New Delhi (IANS) Ratings agency ICRA expects the Q1 FY2020 current account deficit (CAD) to remain steady at $16-17 billion or 2.3 per cent of GDP, despite the recent contraction in merchandise exports and imports.
The agency in a note pointed out that the de-growth in merchandise exports and imports is likely to persist in the immediate term, especially given the year-on-year (YoY) decline in crude oil prices, and the impact of the recent customs duty hike on gold and precious metals.
“Such factors, in addition to the threat imposed by global trade wars, as well as sluggish domestic demand, are likely to restrict the overall growth of both merchandise exports and imports to low single digits in FY2020,” the agency said.
Further, ICRA forecasts India’s CAD to widen to $63-68 billion in FY2020, from $57.2 billion in FY2019.
According to Aditi Nayar, Principal Economist, ICRA: “The widening in the merchandise trade deficit is likely to be absorbed by a mildly higher services trade surplus and remittance flows in Q1 FY2020.”

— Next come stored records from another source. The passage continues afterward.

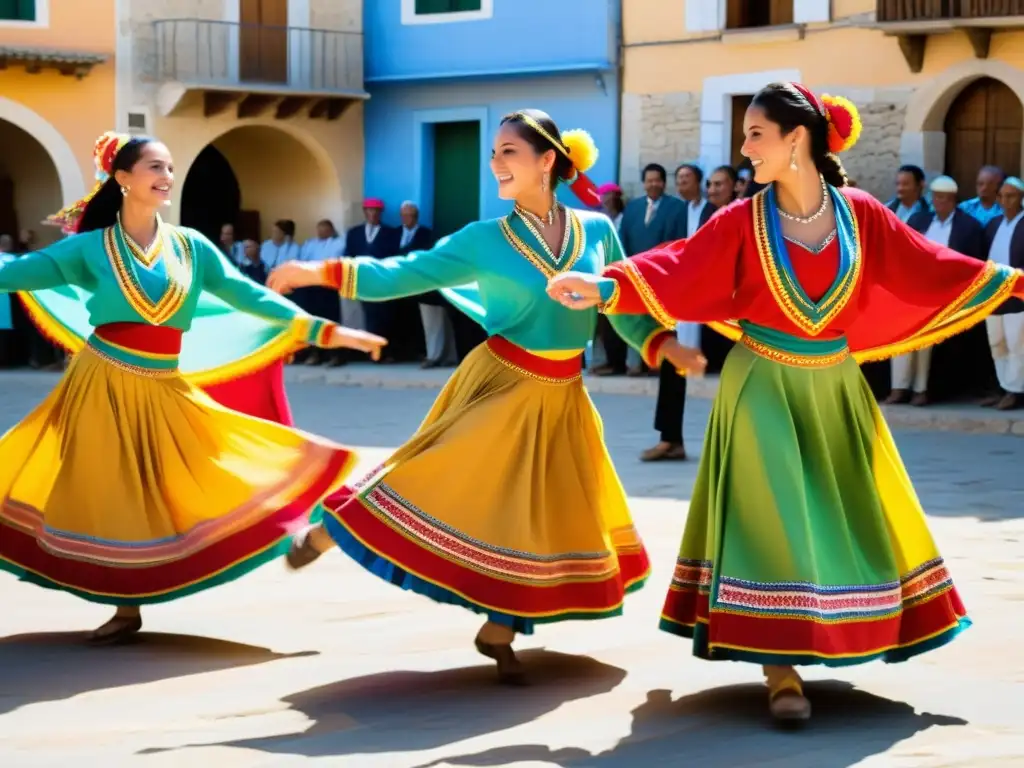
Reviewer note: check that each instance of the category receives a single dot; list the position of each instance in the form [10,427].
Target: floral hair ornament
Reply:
[579,146]
[103,154]
[842,115]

“As a result, the CAD is expected to remain largely steady at $16-17 billion or 2.3 per cent of GDP in the just-concluded quarter, relative to $15.8 billion in Q1 FY2019.”

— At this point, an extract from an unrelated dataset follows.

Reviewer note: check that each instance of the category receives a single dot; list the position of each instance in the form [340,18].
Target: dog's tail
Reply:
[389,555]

Recently released data indicates that India’s merchandise exports and imports contracted by 1.7 per cent and 0.3 per cent, respectively, in Q1 FY2020.
“The prevailing YoY decline in crude oil prices and a temporary dip in gold imports following the tax changes introduced in the Union Budget, may well result in a contraction in aggregate merchandise imports as well as exports in July 2019,” Nayar said.
“However, both these factors would contribute to a sizeable reduction in the size of the trade deficit in July 2019 to approximately $16-16.5 billion from the $18.6 billion recorded in July 2018, which was the highest monthly print for FY2019.”